Mortgage Reconstruction
This is NOT a Loan Modification
This is NOT a Short Sale
This is NOT a Deed in Lieu
This is NOT a Forbearance
Our objective is to provide the best solution for you based on our analysis of your situation, the current lending environment and our experience in the real estate industry. We negotiate the Note Purchase, Short Refinance and Settlement Payoff.
Foreclosure Prevention Institute LLC is affiliated with Legacy Resource Group which is a privately held Illinois Corporation specializing in home loan mitigation services. The “Balance Reduction Program” is supported by a team of investors, negotiators and attorneys. A Five Billion dollar private fund has been allocated for the Balance Reduction Program.

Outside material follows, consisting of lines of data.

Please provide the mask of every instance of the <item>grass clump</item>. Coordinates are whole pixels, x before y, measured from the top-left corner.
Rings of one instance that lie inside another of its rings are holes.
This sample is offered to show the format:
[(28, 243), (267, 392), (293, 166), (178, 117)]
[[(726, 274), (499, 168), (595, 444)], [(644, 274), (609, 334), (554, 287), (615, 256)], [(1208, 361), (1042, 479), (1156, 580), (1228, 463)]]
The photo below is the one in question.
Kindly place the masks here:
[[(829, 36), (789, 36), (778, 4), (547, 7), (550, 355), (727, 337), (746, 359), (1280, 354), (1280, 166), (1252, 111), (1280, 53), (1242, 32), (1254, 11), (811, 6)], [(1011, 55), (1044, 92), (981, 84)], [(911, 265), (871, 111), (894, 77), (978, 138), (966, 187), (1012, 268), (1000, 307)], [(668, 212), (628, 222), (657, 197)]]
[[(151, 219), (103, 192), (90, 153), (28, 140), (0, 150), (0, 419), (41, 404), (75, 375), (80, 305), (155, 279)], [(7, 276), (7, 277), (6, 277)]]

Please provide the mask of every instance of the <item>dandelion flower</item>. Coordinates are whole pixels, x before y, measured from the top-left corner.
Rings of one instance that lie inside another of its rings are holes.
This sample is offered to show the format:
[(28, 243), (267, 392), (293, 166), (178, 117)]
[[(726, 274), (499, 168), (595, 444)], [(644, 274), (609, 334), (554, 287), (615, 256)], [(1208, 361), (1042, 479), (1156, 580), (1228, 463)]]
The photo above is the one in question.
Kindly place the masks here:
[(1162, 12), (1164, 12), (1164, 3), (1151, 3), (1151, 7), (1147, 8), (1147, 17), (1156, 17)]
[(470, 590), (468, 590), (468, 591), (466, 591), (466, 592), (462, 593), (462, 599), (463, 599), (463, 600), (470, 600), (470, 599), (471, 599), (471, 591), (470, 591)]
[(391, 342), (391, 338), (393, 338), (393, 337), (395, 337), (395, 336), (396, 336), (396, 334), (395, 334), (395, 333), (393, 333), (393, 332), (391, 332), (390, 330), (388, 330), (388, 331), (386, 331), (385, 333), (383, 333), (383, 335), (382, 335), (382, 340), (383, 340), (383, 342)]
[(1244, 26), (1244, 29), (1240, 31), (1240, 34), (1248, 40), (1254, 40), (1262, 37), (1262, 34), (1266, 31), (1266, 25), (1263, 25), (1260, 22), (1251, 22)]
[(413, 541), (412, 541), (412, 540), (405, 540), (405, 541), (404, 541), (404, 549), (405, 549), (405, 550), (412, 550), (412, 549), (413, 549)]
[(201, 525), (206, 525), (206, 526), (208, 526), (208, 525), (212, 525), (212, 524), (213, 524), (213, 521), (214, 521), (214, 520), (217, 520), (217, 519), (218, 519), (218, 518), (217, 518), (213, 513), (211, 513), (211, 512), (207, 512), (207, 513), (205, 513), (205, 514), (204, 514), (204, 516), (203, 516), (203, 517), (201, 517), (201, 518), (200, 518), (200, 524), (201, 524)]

Why Banks Want to Liquidate Notes
Many homeowners today are non-performing borrowers, meaning they have been late or are in foreclosure. “Strategic Defaults” are on the rise due to homes being “upside down” even with homeowners who are current. Banks are in the business of lending, not managing real estate.
The reserve requirement set by the Federal Reserve Board is a bank regulation that sets the minimum cash reserves each bank must hold.
Non-performing assets put a strain on the bank reserve requirements so they must remove these assets. By removing the assets, they are in a better lending position. We offer an all cash deal at close of escrow so the bank can lend immediately using the money they earn from the liquidation.
It costs less to liquidate then it does to foreclose, short sale or sell properties in bulk. We work directly with the banks’ asset and wealth management departments… not their loss mitigation, loan servicing, customer service or collection departments.
How Does the Note Purchase Work?
We group mortgage notes together by lender and negotiate a price to purchase them at a discount from the current market value. These groupings contain both “good” loans with performing notes as well as “bad” loans with non-performing notes. Once we have successfully negotiated to purchase these notes from the bank, the homeowner gets new terms based on 90-95% of the current market value of their home.
Example Note Purchase
The homeowner owes $150,000 on their home but it is only worth $100,000 (current market value).
We package the homeowner’s note along with notes of other homeowners from the same bank.
The investor pays off the homeowner’s note at a discount off the current market value, let’s say $75,000, and revises the terms of the note at 95% of today’s current market value or $95,000. The homeowner realizes a principal reduction of $55,000.
Qualification Requirements
Must owe at least 20% more than the home is worth.
Must be able to verify some sort of monthly income – bank statements are accepted.
No more than 50% debt to income ratio (the Obama loan mod is 31%).
ALL TYPES OF CREDIT WILL QUALIFY, including current and past bankruptcy.
Investment property is accepted.
If you want more information or have an interest in this program call Dave Brigle 800-826-1929.
What is the Downside?
Do you have copy writer for so good articles? If so please give me contacts, because this really rocks!
Do you have copy writer for so good articles? If so please give me contacts, because this really rocks!
No, we are the writers. Thanks for the compliment.